CTC Math: This is what we are using now, and I love it!  So do the girls!  There are no textbooks or materials to buy; it’s simply a subscription to video lessons online.  There are no worksheets, either.  Each lesson is short and sweet, which I think is absolutely essential in order to hold the student’s attention and foster success.  When lessons are too long, kids get bored and distracted, and less is absorbed and retained.  In the video lessons, there is no teacher standing in front of a whiteboard (like in Math-U-See); it’s a cool dude with an Aussie accent talking, but all you see is computer graphics demonstrating what he’s talking about.  Each lesson is on average about ten minutes long, and then there is a set of questions to answer/problems to solve.  Paper and pencil may be used, but the final answer is entered online and feedback is given immediately for each answer.  Parents set the “passing” percentage, which allows the student to move on to the next lesson/level, and each lesson builds on concepts taught and mastered in previous lessons.  If the passing percentage is not met, the student can rewatch the lesson as many times as necessary, and try more problems, until the concept is mastered.  It seems to cut out a lot of the fluff, so lessons go pretty quickly.   It’s not unusual for my girls to complete four or five lessons each day, and that takes less than an hour.  Daisy and Annabelle did not have a good handle, I felt, on sixth-grade math at the beginning of the year, but with this program, they’ve both mastered sixth-grade math already and are now doing pre-algebra.  It takes a tremendous amount of pressure off of me, because I’m not teaching them math, the program is, which is a relief, because math has never been my strong suit.  They’re learning it on their own and working at whatever pace they want to.  So far, they’re all pretty motivated – I haven’t had to hassle any of them at all to do math.  I know this could all change, of course, but right now I will say that this is the best math program we’ve found.

Touch Math: I’m using the pre-k level with Scarlett right now, very informally (I’ve also tried it with Finn, but it hasn’t gone so well, mainly because it’s so difficult to convince him to sit at a table and do any sort of work with me.)  For now, it’s a good program for Scarlett to get her comfortable with number recognition, counting, one-to-one correspondence, and simple addition and subtraction, but I doubt we’ll stick with it for the long term.  I’d like to get her started on the kindergarten level of CTC Math next year.


Imagine my surprise when I Googled “Best Homeschooling Science Programs” and discovered that it is actually necessary to specify “Best Secular Homeschooling Science Programs.”  I’m not kidding.  If you don’t specify secular, the default search results for homeschooling science programs are Christian-based and Christian-informed.

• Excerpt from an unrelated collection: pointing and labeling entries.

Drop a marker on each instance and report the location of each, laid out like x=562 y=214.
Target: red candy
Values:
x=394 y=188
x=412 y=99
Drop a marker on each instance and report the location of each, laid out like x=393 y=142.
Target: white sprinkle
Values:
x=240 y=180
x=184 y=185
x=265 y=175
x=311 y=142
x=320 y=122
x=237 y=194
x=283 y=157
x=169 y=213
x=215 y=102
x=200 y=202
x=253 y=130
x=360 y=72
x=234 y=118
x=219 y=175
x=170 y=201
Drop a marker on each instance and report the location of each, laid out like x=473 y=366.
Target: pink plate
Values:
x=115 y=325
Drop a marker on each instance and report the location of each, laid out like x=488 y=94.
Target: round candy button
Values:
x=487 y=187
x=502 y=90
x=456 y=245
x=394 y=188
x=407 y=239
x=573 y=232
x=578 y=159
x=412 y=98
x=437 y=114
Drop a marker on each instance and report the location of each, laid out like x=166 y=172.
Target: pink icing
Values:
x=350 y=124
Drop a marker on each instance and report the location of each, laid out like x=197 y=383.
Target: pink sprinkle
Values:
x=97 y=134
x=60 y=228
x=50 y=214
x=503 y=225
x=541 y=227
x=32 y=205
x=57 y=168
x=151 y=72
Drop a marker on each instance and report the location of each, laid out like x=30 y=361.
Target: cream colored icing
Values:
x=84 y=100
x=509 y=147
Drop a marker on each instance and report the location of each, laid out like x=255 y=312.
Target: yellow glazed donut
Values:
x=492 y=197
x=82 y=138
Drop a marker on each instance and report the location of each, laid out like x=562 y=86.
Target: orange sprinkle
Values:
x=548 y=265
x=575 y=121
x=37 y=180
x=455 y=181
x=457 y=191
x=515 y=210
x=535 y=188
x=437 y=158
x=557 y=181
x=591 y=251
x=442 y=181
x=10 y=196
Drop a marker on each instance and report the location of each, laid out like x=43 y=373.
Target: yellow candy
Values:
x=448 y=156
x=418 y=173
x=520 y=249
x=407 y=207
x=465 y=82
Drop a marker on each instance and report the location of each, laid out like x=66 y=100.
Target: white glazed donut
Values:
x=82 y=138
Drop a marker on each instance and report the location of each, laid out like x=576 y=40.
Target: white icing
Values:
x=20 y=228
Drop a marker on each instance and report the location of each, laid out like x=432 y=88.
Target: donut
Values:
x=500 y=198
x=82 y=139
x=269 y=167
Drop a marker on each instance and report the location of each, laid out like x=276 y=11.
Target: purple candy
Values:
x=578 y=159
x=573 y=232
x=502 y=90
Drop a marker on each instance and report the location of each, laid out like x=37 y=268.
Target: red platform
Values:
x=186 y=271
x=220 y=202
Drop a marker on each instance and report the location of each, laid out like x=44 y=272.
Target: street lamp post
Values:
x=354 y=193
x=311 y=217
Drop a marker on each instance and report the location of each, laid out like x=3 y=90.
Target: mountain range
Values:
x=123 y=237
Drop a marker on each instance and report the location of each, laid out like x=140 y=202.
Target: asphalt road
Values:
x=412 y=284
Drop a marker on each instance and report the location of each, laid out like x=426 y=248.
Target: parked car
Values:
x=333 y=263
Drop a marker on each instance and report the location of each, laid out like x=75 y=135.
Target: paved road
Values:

Elemental Science:  This is an award-winning science curriculum that has levels from preschool through high school.  It’s very much in line with a classical or literature-based education philosophy.  You purchase the core textbooks, and then there are a plethora of third-party books that must be purchased (through Amazon or other sources).  We used Biology for the Grammar Stage for a while last year but ended up not liking it much.  My girls were bored with it, and I was disappointed because it didn’t really go into much depth on the topics; each week we seemed to just skim the surface of things.  That said, I think this is a really good program, and the problems we had with it were probably simply because I chose a level that was too young for them.  I can’t say what kind of engagement and challenge the more advanced levels provide because we didn’t use any (although I did purchase Earth Science and Astronomy for the Logic Stage, but never used it; we may give it a try next year).

R.E.A.L. Science Odyssey:  We are using Biology 2 this year and loving it!  I am so impressed with this program.  It is very comprehensive, very engaging, and very hands-on.  Every week there is a reading portion, a practical lab, a microscope lab, capped off with “Show What You Know,” which can be administered like a quiz if that floats your boat, but I like to sit down with the girls and just verbally go over the questions and discuss what we learned over the week.  There are a good amount of materials that have to be purchased to do all the labs (including, among other things, a good microscope, and preserved frogs; we have three dead frogs sitting in a box waiting to be dissected).  The Student Workbook, which serves as a textbook and has all the lab report forms, etc., is HUGE, and a lot of material is covered, but it’s not dry or boring at all.  We are all really enjoying it, and learning a lot.  The only criticism I have, if you can call it a criticism, is that Biology 2, the level we are doing this year, is as high as this program goes.  They don’t offer anything beyond middle school-level science, and I wish they did.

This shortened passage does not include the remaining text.